Just like the rest of your bike, the suspension fork should meet your needs. If you prefer racing on faster trails then every gram counts. So you should choose the lightest suspension fork. However, for downhill, you need extra support for jumps and rough stretches – the fork should remain stable and absorb shocks well.

Check before you make a purchase: The right installation height

Which fork length you choose depends on the installation height. This is determined by the frame and is measured from the axle of the front wheel to the lower bearing cup. If you change the fork length, this will have an effect on your steering: A shorter fork means more agility. If you add to the installation height, then the wheel will follow the track better, but steering might be more difficult. It is usually recommended to stay with the stated installation height, since that is what the frame is designed for.

Braking system, axle fittings and headset standard

Will the new fork fit to your braking system? Check ahead of time which brakes your bike has – and choose the appropriate fork. These days almost all bicycles have a post mount brake. Still, you should check whether your bike is equipped with IS 2000 brakes, even if they are rarely used anymore. Regardless, there are adapters for both systems. If your bike is equipped with a rim brake, then the suspension fork will definitely need to have cantilever bolts.

It is also important to know with which type of axle is used to fit the front wheel into the fork. Does it have a quick release skewer? Also commonly used is a bolt-thru axle with a 15 mm or 20 mm axle.

Also important: What is the headset standard for your frame? Some examples include the classic Ahead headset with bearings outside of the head tube, or the increasingly common semi-integrated headset with bearings inside the head tube. A further question on this point: What is the diameter of the steering bearing cups? The sizes can differ greatly – if you’re unsure, definitely consult with an expert.

Equipment and extras for your mountain bike suspension fork

You should now have a good overview of the prerequisites that a mountain bike suspension fork has to fulfil so that it fits your frame. Now it’s time for the fun part: What features should your MTB fork have?

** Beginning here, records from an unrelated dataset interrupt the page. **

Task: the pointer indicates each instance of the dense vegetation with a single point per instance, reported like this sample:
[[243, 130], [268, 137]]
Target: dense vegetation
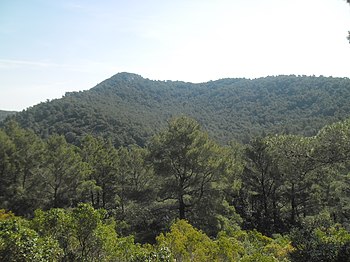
[[182, 196], [4, 114], [129, 109]]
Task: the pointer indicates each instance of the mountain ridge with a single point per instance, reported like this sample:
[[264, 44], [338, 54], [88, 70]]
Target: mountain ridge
[[128, 108]]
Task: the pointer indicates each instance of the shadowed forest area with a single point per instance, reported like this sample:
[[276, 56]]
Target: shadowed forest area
[[182, 196]]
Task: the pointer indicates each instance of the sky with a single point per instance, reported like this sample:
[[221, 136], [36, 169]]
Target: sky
[[50, 47]]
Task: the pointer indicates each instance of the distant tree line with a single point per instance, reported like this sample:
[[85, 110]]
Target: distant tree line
[[278, 198], [128, 109]]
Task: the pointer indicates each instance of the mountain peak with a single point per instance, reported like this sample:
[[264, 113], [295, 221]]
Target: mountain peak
[[125, 76]]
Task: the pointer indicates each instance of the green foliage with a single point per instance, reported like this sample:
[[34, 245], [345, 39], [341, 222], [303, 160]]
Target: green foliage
[[192, 171], [129, 109], [20, 243], [4, 114], [320, 240]]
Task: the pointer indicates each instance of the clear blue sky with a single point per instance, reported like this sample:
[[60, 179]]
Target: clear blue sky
[[49, 47]]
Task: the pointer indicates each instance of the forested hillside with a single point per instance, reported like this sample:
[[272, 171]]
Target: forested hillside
[[4, 114], [182, 197], [128, 109]]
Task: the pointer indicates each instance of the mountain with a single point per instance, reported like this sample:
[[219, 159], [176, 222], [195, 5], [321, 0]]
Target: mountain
[[128, 108], [4, 114]]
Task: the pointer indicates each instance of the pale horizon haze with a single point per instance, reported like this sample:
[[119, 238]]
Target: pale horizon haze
[[51, 47]]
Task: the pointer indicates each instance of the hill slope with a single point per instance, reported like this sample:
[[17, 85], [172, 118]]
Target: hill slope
[[129, 109], [4, 114]]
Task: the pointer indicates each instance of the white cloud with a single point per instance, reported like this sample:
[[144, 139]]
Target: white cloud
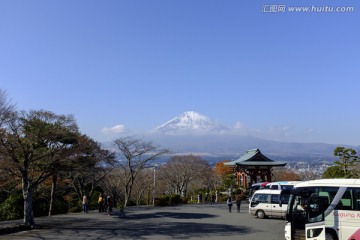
[[279, 132], [114, 129]]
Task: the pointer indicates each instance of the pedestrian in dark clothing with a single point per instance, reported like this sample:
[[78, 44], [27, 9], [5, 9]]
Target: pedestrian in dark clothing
[[239, 197], [101, 203], [109, 205], [229, 203]]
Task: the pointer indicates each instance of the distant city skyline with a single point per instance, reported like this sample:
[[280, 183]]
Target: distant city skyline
[[125, 67]]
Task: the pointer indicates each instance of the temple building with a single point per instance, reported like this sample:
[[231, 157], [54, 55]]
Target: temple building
[[253, 167]]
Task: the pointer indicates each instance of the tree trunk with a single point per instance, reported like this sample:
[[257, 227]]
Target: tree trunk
[[28, 210], [53, 191]]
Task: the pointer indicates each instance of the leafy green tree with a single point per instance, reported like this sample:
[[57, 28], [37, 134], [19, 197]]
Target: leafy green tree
[[31, 145], [348, 159]]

  • Travel and spring type The longer the travel, the better the fork can handle rough routes. Starting at 130 mm travel there is the option of choosing a lowerable fork with which you can reduce the travel. The spring stiffness is related to your weight: light riders need stiffer springs than heavier ones. But this is also tied to the appropriate spring type:
  • Air-sprung: This has become the most frequently equipped type of spring. Its advantage: this type can be optimally adjusted to the rider’s weight and is itself lightweight. In addition, air springs usually have progressive spring properties, ideal for cross-country or racing.
  • Steel spring: This is usually found in cheap forks. Steel springs are robust and offer a linear suspension response. However, it is usually more difficult to adjust to the rider’s weight.
  • Rebound and compression damping: An important function that you should pay attention to when buying a mountain bike suspension fork is rebound damping. It regulates the rebound speed. You can usually already adjust the rebound from the outside on cheap suspension forks. The compression level however is responsible for the speed at which the suspension compresses. This can be further categorised as low-speed for a slow compression (e.g. bumps on the road) and high-speed for a fast compression (e.g. jumps or roots).
  • Platform damping and lockout: These two functions are essentially the sequel to compression damping. The platform damping only reacts to a suspension of a certain force. This is either pre-set or can be set manually for high-end fork models. The lockout prevents the flow of oil through the compression circuit. So that the mountain bike suspension fork cannot fully compress. You can engage the lockout automatically or manually. For frequent use of this function, it is easier to have a fork with remote controls on the handlebar.